Turkish Foreign Minister Ahmet Davutoğlu said: "Turkey does not recognize Israel's blockade of Gaza.  It will secure the study of this blockade at the International Court of Justice.  We are beginning initiatives to get the UN General Assembly moving [on this]," he added.  "Turkey-Israel diplomatic relations have been reduced to a second secretary level," he said during a news conference in Ankara.  "All military agreements have been suspended," Mr. Davutoğlu said, adding that the Palmer report was the authors’ "personal opinion, one which does not correspond with Turkey's position."  He also said that support would be given to Turkish and foreign victims to seek justice from courts.  (Reuters)

"We will announce our acceptance of the [Palmer] report after its official publication, with specific reservations," an Israeli official, who declined to be identified, told AFP.  (AFP)

Hamas criticized "Israel's refusal to lift the siege on Gaza" and called the Palmer report "unfair and unbalanced".  (AFP)

3

The Israeli army said in a statement that its aircraft had targeted a weapons manufacturing site in the central Gaza Strip and a hit was confirmed.  The bombing caused a fire which was extinguished and no injuries were reported.  Israeli Radio said that projectiles had been fired from Gaza at southern Israel.  (Ma’an News Agency)

According to Awad Abu Sway, the Spokesman for the PA Ministry of Agriculture office in Bethlehem, Israeli bulldozers, guarded by military vehicles, razed Palestinian fields in al-Walaja village, north-west of Bethlehem, for the second day in a row, and detained two Palestinians who were protesting against the wall.  (The Palestine Telegraph)

The Centre for Defence of Freedoms and Civil Rights said in a statement that Israeli soldiers had entered the home of Ramzi Rabah, a senior member of the Democratic Front for the Liberation (DFLP) of Palestine, near Ramallah, and arrested his son, Murad, a member of the DFLP political bureau.  Hamas legislator Ahmad Atun said that senior Hamas figure Muhammad Abu Tir had been arrested overnight by IDF forces in Kafr Aqab, north of Jerusalem.  Israeli forces detained 20 Palestinians across the West Bank overnight to be questioned by security forces, an Israeli military spokesman said.  (Ma’an News Agency, WAFA, Ynetnews)

According to a New York Times article, senior United States Administration officials said that the US had circulated a proposal for renewed peace talks between Israelis and the Palestinians hoping to persuade PA President Mahmoud Abbas to abandon the plan to seek recognition as a State at the United Nations.  Diplomats had been trying to formulate language that would bridge differences over settlements and the recognition of Israel as a Jewish State.  The Israelis had responded positively to the draft but the Palestinian position remained unclear.  (The New York Times)

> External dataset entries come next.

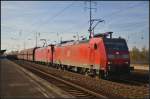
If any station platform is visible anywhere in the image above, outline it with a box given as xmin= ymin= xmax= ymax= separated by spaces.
xmin=0 ymin=58 xmax=73 ymax=98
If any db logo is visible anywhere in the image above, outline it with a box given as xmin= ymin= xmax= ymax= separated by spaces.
xmin=116 ymin=52 xmax=119 ymax=54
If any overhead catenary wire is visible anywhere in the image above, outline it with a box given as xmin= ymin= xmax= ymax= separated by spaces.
xmin=64 ymin=3 xmax=145 ymax=31
xmin=36 ymin=2 xmax=74 ymax=30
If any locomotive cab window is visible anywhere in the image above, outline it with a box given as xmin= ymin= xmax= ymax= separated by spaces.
xmin=94 ymin=43 xmax=97 ymax=50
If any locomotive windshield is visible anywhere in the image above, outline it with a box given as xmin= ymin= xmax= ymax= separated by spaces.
xmin=104 ymin=39 xmax=128 ymax=50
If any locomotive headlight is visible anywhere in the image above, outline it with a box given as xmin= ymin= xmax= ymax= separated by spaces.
xmin=125 ymin=62 xmax=129 ymax=64
xmin=108 ymin=54 xmax=115 ymax=59
xmin=122 ymin=55 xmax=129 ymax=58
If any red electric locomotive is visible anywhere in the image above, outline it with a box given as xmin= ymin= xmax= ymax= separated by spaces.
xmin=15 ymin=32 xmax=133 ymax=79
xmin=53 ymin=32 xmax=131 ymax=78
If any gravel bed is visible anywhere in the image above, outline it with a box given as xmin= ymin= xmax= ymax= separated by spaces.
xmin=19 ymin=60 xmax=149 ymax=99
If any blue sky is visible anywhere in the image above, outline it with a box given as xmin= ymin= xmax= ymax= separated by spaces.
xmin=1 ymin=1 xmax=149 ymax=51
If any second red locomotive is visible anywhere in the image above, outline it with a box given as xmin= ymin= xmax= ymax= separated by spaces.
xmin=15 ymin=32 xmax=131 ymax=78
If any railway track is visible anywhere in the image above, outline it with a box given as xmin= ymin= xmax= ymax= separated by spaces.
xmin=10 ymin=60 xmax=149 ymax=99
xmin=110 ymin=72 xmax=149 ymax=87
xmin=15 ymin=61 xmax=108 ymax=99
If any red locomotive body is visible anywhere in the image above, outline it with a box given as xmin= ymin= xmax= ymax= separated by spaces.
xmin=54 ymin=32 xmax=130 ymax=78
xmin=35 ymin=46 xmax=51 ymax=63
xmin=15 ymin=34 xmax=131 ymax=78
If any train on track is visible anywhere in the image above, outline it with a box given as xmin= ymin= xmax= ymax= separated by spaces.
xmin=8 ymin=32 xmax=133 ymax=79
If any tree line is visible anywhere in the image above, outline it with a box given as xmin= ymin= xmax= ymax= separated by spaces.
xmin=130 ymin=46 xmax=149 ymax=64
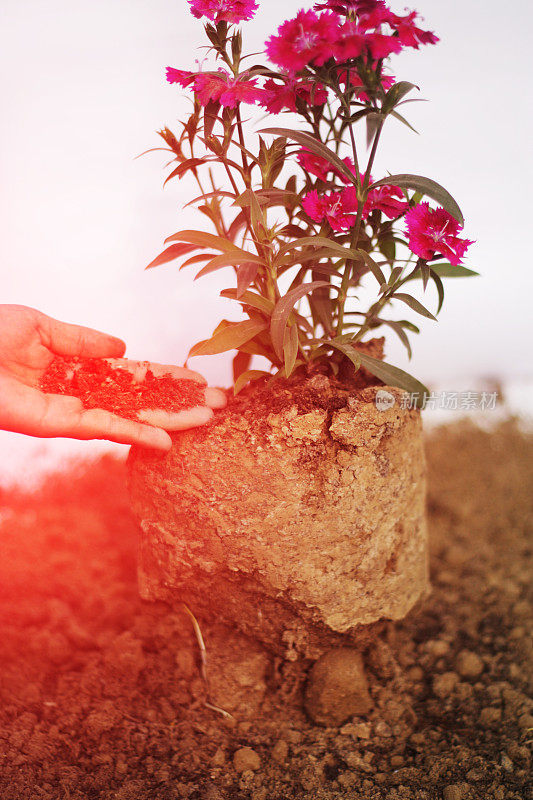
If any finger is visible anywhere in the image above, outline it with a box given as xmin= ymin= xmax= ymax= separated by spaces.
xmin=137 ymin=406 xmax=213 ymax=431
xmin=71 ymin=408 xmax=172 ymax=452
xmin=103 ymin=358 xmax=207 ymax=385
xmin=0 ymin=374 xmax=170 ymax=450
xmin=39 ymin=314 xmax=126 ymax=358
xmin=41 ymin=394 xmax=172 ymax=450
xmin=205 ymin=386 xmax=228 ymax=408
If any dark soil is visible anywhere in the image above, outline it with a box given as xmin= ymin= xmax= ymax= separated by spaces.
xmin=0 ymin=423 xmax=533 ymax=800
xmin=40 ymin=356 xmax=205 ymax=420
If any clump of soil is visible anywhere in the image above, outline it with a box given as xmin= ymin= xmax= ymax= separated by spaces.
xmin=0 ymin=424 xmax=533 ymax=800
xmin=40 ymin=356 xmax=205 ymax=420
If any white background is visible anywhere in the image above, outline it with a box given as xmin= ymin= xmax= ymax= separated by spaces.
xmin=0 ymin=0 xmax=533 ymax=482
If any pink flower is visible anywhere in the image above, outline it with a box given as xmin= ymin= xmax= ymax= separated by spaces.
xmin=315 ymin=0 xmax=385 ymax=15
xmin=302 ymin=187 xmax=357 ymax=231
xmin=339 ymin=70 xmax=396 ymax=103
xmin=188 ymin=0 xmax=257 ymax=23
xmin=365 ymin=33 xmax=403 ymax=61
xmin=363 ymin=179 xmax=409 ymax=219
xmin=167 ymin=67 xmax=263 ymax=108
xmin=333 ymin=21 xmax=365 ymax=61
xmin=266 ymin=10 xmax=340 ymax=72
xmin=405 ymin=203 xmax=473 ymax=265
xmin=167 ymin=67 xmax=198 ymax=88
xmin=392 ymin=11 xmax=439 ymax=50
xmin=194 ymin=69 xmax=263 ymax=108
xmin=261 ymin=76 xmax=328 ymax=114
xmin=296 ymin=147 xmax=355 ymax=181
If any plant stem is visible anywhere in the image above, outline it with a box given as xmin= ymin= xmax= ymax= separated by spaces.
xmin=336 ymin=118 xmax=385 ymax=336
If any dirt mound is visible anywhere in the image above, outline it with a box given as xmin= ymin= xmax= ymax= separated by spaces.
xmin=0 ymin=424 xmax=533 ymax=800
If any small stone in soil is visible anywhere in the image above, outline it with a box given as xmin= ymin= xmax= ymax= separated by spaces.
xmin=39 ymin=356 xmax=205 ymax=420
xmin=305 ymin=647 xmax=372 ymax=725
xmin=233 ymin=747 xmax=261 ymax=772
xmin=455 ymin=650 xmax=483 ymax=678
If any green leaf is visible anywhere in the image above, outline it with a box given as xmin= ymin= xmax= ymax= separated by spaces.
xmin=429 ymin=262 xmax=479 ymax=278
xmin=369 ymin=173 xmax=464 ymax=225
xmin=381 ymin=81 xmax=419 ymax=114
xmin=283 ymin=325 xmax=298 ymax=378
xmin=145 ymin=244 xmax=196 ymax=269
xmin=327 ymin=339 xmax=361 ymax=372
xmin=233 ymin=369 xmax=270 ymax=395
xmin=379 ymin=319 xmax=413 ymax=358
xmin=391 ymin=292 xmax=437 ymax=321
xmin=270 ymin=281 xmax=330 ymax=361
xmin=429 ymin=268 xmax=444 ymax=314
xmin=358 ymin=351 xmax=429 ymax=408
xmin=187 ymin=319 xmax=267 ymax=358
xmin=278 ymin=236 xmax=357 ymax=258
xmin=389 ymin=111 xmax=420 ymax=136
xmin=259 ymin=128 xmax=357 ymax=186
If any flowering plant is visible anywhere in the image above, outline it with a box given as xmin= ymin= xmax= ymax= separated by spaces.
xmin=149 ymin=0 xmax=476 ymax=397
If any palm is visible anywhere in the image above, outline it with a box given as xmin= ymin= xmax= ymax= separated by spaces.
xmin=0 ymin=306 xmax=226 ymax=450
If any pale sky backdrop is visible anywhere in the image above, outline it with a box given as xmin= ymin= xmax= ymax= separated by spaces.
xmin=0 ymin=0 xmax=533 ymax=476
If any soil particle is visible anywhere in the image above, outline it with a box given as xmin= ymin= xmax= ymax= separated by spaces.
xmin=233 ymin=747 xmax=261 ymax=772
xmin=455 ymin=650 xmax=483 ymax=679
xmin=305 ymin=647 xmax=372 ymax=726
xmin=0 ymin=424 xmax=533 ymax=800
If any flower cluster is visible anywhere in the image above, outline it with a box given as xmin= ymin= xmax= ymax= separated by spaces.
xmin=154 ymin=0 xmax=475 ymax=396
xmin=167 ymin=67 xmax=263 ymax=108
xmin=188 ymin=0 xmax=257 ymax=24
xmin=405 ymin=203 xmax=474 ymax=266
xmin=266 ymin=0 xmax=438 ymax=71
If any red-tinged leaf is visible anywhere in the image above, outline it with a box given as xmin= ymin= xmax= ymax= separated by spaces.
xmin=391 ymin=292 xmax=437 ymax=322
xmin=309 ymin=266 xmax=333 ymax=335
xmin=145 ymin=244 xmax=197 ymax=269
xmin=183 ymin=189 xmax=235 ymax=208
xmin=165 ymin=231 xmax=241 ymax=253
xmin=278 ymin=236 xmax=350 ymax=258
xmin=133 ymin=147 xmax=174 ymax=161
xmin=357 ymin=250 xmax=387 ymax=286
xmin=237 ymin=261 xmax=259 ymax=300
xmin=260 ymin=128 xmax=357 ymax=186
xmin=228 ymin=211 xmax=248 ymax=241
xmin=232 ymin=350 xmax=252 ymax=383
xmin=163 ymin=158 xmax=213 ymax=186
xmin=187 ymin=319 xmax=267 ymax=359
xmin=270 ymin=281 xmax=330 ymax=361
xmin=430 ymin=269 xmax=444 ymax=314
xmin=283 ymin=325 xmax=298 ymax=378
xmin=194 ymin=255 xmax=263 ymax=282
xmin=204 ymin=100 xmax=220 ymax=139
xmin=220 ymin=289 xmax=274 ymax=316
xmin=233 ymin=369 xmax=270 ymax=395
xmin=180 ymin=253 xmax=216 ymax=270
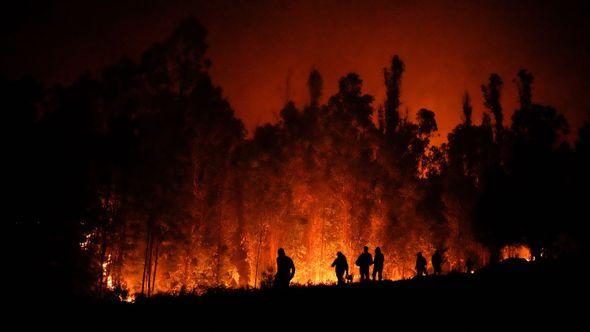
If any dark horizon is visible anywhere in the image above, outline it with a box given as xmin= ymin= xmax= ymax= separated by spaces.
xmin=0 ymin=1 xmax=590 ymax=143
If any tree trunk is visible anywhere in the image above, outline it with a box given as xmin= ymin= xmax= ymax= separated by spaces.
xmin=149 ymin=241 xmax=160 ymax=294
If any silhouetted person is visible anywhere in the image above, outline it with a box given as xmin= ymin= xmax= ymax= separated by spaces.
xmin=356 ymin=246 xmax=373 ymax=282
xmin=431 ymin=249 xmax=443 ymax=275
xmin=275 ymin=248 xmax=295 ymax=288
xmin=416 ymin=251 xmax=427 ymax=277
xmin=373 ymin=247 xmax=385 ymax=281
xmin=332 ymin=251 xmax=348 ymax=285
xmin=465 ymin=257 xmax=475 ymax=273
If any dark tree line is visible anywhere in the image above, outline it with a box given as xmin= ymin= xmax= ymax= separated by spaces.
xmin=6 ymin=19 xmax=590 ymax=296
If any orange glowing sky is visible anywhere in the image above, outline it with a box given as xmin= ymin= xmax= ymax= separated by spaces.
xmin=0 ymin=0 xmax=590 ymax=141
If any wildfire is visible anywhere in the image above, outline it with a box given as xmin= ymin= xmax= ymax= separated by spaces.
xmin=501 ymin=244 xmax=533 ymax=262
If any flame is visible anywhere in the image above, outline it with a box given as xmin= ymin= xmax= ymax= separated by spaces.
xmin=501 ymin=244 xmax=533 ymax=262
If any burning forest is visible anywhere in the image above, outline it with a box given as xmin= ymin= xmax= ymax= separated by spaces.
xmin=9 ymin=14 xmax=590 ymax=301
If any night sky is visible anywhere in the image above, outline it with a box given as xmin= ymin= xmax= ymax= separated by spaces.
xmin=0 ymin=0 xmax=590 ymax=140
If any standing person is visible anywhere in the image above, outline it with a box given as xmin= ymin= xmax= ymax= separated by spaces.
xmin=416 ymin=251 xmax=428 ymax=277
xmin=431 ymin=249 xmax=443 ymax=275
xmin=373 ymin=247 xmax=385 ymax=281
xmin=356 ymin=246 xmax=373 ymax=282
xmin=332 ymin=251 xmax=348 ymax=285
xmin=275 ymin=248 xmax=295 ymax=288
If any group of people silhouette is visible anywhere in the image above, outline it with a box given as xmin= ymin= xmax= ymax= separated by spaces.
xmin=275 ymin=246 xmax=454 ymax=288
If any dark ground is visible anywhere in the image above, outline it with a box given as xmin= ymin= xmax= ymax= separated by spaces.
xmin=15 ymin=255 xmax=590 ymax=331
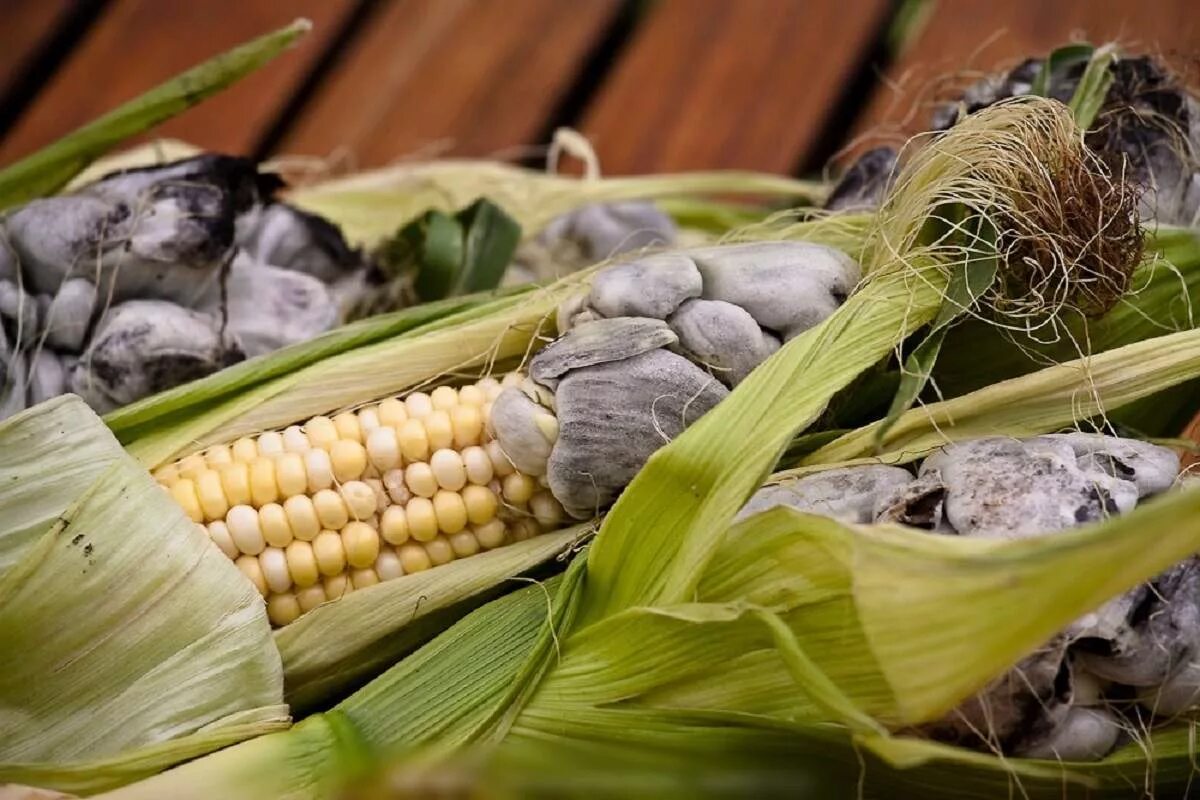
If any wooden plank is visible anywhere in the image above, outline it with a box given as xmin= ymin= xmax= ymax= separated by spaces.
xmin=0 ymin=0 xmax=355 ymax=163
xmin=854 ymin=0 xmax=1200 ymax=144
xmin=0 ymin=0 xmax=74 ymax=97
xmin=278 ymin=0 xmax=619 ymax=167
xmin=580 ymin=0 xmax=890 ymax=173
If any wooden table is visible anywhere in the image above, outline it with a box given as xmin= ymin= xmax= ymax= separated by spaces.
xmin=0 ymin=0 xmax=1200 ymax=174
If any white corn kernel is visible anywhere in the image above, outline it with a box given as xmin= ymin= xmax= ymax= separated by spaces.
xmin=226 ymin=505 xmax=266 ymax=555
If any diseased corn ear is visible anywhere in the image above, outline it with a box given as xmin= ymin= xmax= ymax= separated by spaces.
xmin=71 ymin=300 xmax=242 ymax=411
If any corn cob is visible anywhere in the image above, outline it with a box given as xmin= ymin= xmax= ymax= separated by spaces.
xmin=155 ymin=373 xmax=564 ymax=626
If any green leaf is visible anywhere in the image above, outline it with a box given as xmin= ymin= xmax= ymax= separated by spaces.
xmin=0 ymin=19 xmax=312 ymax=210
xmin=1070 ymin=44 xmax=1117 ymax=131
xmin=454 ymin=198 xmax=521 ymax=294
xmin=1030 ymin=43 xmax=1094 ymax=97
xmin=875 ymin=215 xmax=1000 ymax=447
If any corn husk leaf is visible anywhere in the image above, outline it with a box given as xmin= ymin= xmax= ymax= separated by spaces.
xmin=104 ymin=287 xmax=530 ymax=463
xmin=0 ymin=19 xmax=312 ymax=210
xmin=288 ymin=160 xmax=826 ymax=247
xmin=0 ymin=396 xmax=287 ymax=786
xmin=275 ymin=525 xmax=589 ymax=714
xmin=803 ymin=330 xmax=1200 ymax=464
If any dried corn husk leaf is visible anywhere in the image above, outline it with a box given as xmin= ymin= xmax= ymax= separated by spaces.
xmin=0 ymin=396 xmax=287 ymax=787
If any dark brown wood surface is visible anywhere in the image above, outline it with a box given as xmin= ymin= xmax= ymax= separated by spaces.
xmin=0 ymin=0 xmax=354 ymax=163
xmin=278 ymin=0 xmax=619 ymax=164
xmin=580 ymin=0 xmax=889 ymax=174
xmin=853 ymin=0 xmax=1200 ymax=148
xmin=0 ymin=0 xmax=74 ymax=96
xmin=0 ymin=0 xmax=1200 ymax=174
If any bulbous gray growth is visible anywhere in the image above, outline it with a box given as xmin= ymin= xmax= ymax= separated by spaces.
xmin=689 ymin=242 xmax=860 ymax=341
xmin=43 ymin=278 xmax=96 ymax=353
xmin=200 ymin=254 xmax=337 ymax=357
xmin=583 ymin=253 xmax=703 ymax=323
xmin=529 ymin=317 xmax=678 ymax=389
xmin=1013 ymin=706 xmax=1122 ymax=762
xmin=488 ymin=386 xmax=554 ymax=475
xmin=667 ymin=300 xmax=779 ymax=386
xmin=71 ymin=300 xmax=242 ymax=413
xmin=733 ymin=464 xmax=913 ymax=523
xmin=547 ymin=349 xmax=728 ymax=518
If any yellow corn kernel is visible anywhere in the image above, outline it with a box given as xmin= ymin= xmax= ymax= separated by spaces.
xmin=204 ymin=445 xmax=233 ymax=467
xmin=404 ymin=462 xmax=438 ymax=498
xmin=342 ymin=522 xmax=379 ymax=570
xmin=341 ymin=481 xmax=376 ymax=519
xmin=283 ymin=540 xmax=320 ymax=588
xmin=396 ymin=419 xmax=430 ymax=462
xmin=312 ymin=489 xmax=350 ymax=530
xmin=450 ymin=405 xmax=484 ymax=450
xmin=304 ymin=447 xmax=334 ymax=494
xmin=430 ymin=386 xmax=458 ymax=411
xmin=283 ymin=494 xmax=320 ymax=542
xmin=350 ymin=569 xmax=379 ymax=589
xmin=367 ymin=426 xmax=400 ymax=473
xmin=258 ymin=503 xmax=293 ymax=546
xmin=250 ymin=458 xmax=280 ymax=506
xmin=383 ymin=469 xmax=413 ymax=505
xmin=529 ymin=489 xmax=564 ymax=530
xmin=226 ymin=505 xmax=266 ymax=555
xmin=379 ymin=505 xmax=408 ymax=545
xmin=377 ymin=397 xmax=408 ymax=428
xmin=450 ymin=530 xmax=480 ymax=559
xmin=217 ymin=462 xmax=251 ymax=506
xmin=329 ymin=439 xmax=367 ymax=483
xmin=470 ymin=519 xmax=509 ymax=549
xmin=322 ymin=572 xmax=354 ymax=600
xmin=196 ymin=469 xmax=229 ymax=519
xmin=374 ymin=547 xmax=404 ymax=581
xmin=404 ymin=392 xmax=433 ymax=420
xmin=258 ymin=547 xmax=292 ymax=591
xmin=421 ymin=411 xmax=454 ymax=450
xmin=422 ymin=536 xmax=454 ymax=566
xmin=229 ymin=437 xmax=258 ymax=464
xmin=362 ymin=477 xmax=391 ymax=513
xmin=296 ymin=583 xmax=326 ymax=614
xmin=179 ymin=453 xmax=209 ymax=481
xmin=358 ymin=405 xmax=379 ymax=444
xmin=458 ymin=384 xmax=487 ymax=408
xmin=257 ymin=431 xmax=283 ymax=456
xmin=275 ymin=452 xmax=308 ymax=498
xmin=462 ymin=483 xmax=500 ymax=525
xmin=312 ymin=530 xmax=346 ymax=576
xmin=234 ymin=555 xmax=266 ymax=597
xmin=503 ymin=473 xmax=538 ymax=506
xmin=484 ymin=439 xmax=517 ymax=477
xmin=396 ymin=543 xmax=433 ymax=575
xmin=154 ymin=464 xmax=179 ymax=489
xmin=304 ymin=416 xmax=338 ymax=451
xmin=206 ymin=519 xmax=241 ymax=559
xmin=433 ymin=489 xmax=467 ymax=534
xmin=430 ymin=450 xmax=467 ymax=492
xmin=266 ymin=591 xmax=301 ymax=627
xmin=283 ymin=425 xmax=312 ymax=453
xmin=170 ymin=477 xmax=204 ymax=522
xmin=462 ymin=445 xmax=494 ymax=486
xmin=334 ymin=411 xmax=362 ymax=444
xmin=404 ymin=498 xmax=438 ymax=542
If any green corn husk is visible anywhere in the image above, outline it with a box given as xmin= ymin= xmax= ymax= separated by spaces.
xmin=0 ymin=395 xmax=288 ymax=790
xmin=98 ymin=97 xmax=1200 ymax=798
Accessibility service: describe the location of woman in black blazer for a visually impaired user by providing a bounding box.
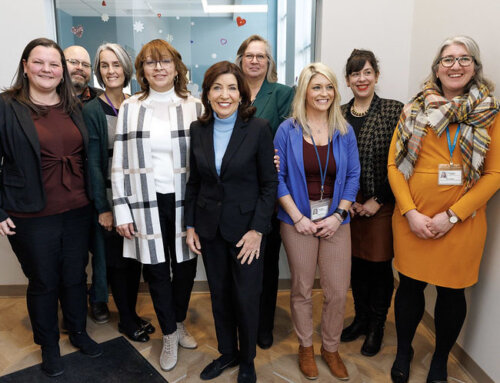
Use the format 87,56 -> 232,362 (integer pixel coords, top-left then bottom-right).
185,61 -> 277,383
0,38 -> 102,376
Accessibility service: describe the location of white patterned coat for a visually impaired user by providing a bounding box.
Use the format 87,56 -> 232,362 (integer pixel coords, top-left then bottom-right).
111,95 -> 203,264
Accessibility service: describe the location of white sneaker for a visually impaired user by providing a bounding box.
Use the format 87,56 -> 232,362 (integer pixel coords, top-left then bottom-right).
160,331 -> 179,371
177,322 -> 198,348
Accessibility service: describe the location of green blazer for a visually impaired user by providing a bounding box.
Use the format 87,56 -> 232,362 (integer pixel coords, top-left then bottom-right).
83,97 -> 111,214
253,79 -> 295,137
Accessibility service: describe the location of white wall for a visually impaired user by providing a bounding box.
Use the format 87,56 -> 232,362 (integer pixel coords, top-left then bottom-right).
318,0 -> 500,382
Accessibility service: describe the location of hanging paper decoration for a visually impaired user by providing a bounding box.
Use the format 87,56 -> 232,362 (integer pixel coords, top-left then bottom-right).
236,16 -> 247,27
71,25 -> 83,38
134,21 -> 144,32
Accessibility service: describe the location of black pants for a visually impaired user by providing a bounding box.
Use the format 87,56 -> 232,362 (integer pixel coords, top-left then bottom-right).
143,193 -> 197,335
394,273 -> 467,381
351,257 -> 394,327
9,205 -> 92,345
200,231 -> 263,363
103,228 -> 141,332
259,213 -> 281,335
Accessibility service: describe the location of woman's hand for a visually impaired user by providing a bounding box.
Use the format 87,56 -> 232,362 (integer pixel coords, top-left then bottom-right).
236,230 -> 262,265
0,218 -> 16,237
353,197 -> 382,217
427,211 -> 454,239
186,227 -> 201,255
116,222 -> 135,239
98,211 -> 113,231
274,149 -> 280,173
294,215 -> 318,235
315,215 -> 340,238
405,209 -> 435,239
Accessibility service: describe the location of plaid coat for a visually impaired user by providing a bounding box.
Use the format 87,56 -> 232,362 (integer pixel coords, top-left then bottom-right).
111,95 -> 202,264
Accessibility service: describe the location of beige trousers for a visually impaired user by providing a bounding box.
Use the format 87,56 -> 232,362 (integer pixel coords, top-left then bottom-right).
281,222 -> 351,352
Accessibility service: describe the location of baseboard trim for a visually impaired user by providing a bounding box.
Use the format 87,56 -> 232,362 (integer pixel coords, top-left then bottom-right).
422,311 -> 495,383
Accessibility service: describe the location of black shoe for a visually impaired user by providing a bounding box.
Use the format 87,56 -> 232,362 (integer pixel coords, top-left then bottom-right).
391,348 -> 414,383
238,363 -> 257,383
118,323 -> 149,343
89,302 -> 109,324
200,355 -> 238,380
42,344 -> 64,378
138,318 -> 156,334
257,331 -> 274,350
69,331 -> 102,358
340,316 -> 368,342
361,324 -> 384,356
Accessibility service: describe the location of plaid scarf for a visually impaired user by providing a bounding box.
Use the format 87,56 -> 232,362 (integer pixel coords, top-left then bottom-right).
396,82 -> 499,190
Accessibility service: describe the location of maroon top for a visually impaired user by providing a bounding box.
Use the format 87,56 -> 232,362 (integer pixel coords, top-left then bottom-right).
303,139 -> 337,201
9,107 -> 90,217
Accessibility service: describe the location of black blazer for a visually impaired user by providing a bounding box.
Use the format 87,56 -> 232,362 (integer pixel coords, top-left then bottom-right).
0,93 -> 89,222
184,116 -> 278,242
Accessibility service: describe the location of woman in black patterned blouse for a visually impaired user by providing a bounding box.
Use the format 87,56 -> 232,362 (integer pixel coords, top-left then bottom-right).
341,49 -> 403,356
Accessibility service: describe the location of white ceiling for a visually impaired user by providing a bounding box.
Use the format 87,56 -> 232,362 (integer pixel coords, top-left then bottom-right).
56,0 -> 267,17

Polish Foreign Minister Radoslaw Sikorski said, at the conclusion of the EU Foreign Ministers’ meeting in Sopot, Poland:  "We cannot have a common position on a resolution whose content we do not yet know."  "So far, the positions in the EU are very divergent," Austrian Foreign Minister Michael Spindelegger told reporters, adding, "I hope that we, as Europe, can send a signal … and phrase a text which eventually might be brought before the [General] Assembly."  (Reuters, www.europolitics.info)

Palestine Liberation Organization (PLO) Executive Committee member Saeb Erakat condemned the report of the Panel of Inquiry on the flotilla incident of 31 May 2010.  "This report is terrible and negative.  It's a purely political report, it's not legal," Mr. Erakat said, adding, "Israel's actions against the Palestinian people in the Gaza Strip have reached the level of war crimes."  “The [Organization of Islamic Cooperation] OIC cannot accept any report that would whitewash Israel’s attack on the humanitarian flotilla and condone Israel’s illegal blockade against the Palestinian civilians in the besieged Gaza Strip,” OIC Secretary-General İhsanoğlu said.  Arab League Secretary-General Nabil Al-Arabi stated: “As far as I reviewed it, many facts have been ignored in the UN report.”  (AFP, Today’s Zaman)

4

PA President Abbas said that recognizing a Palestinian State was aimed at moving the status of the Occupied Palestinian Territory to a "State under occupation”.  (Xinhua)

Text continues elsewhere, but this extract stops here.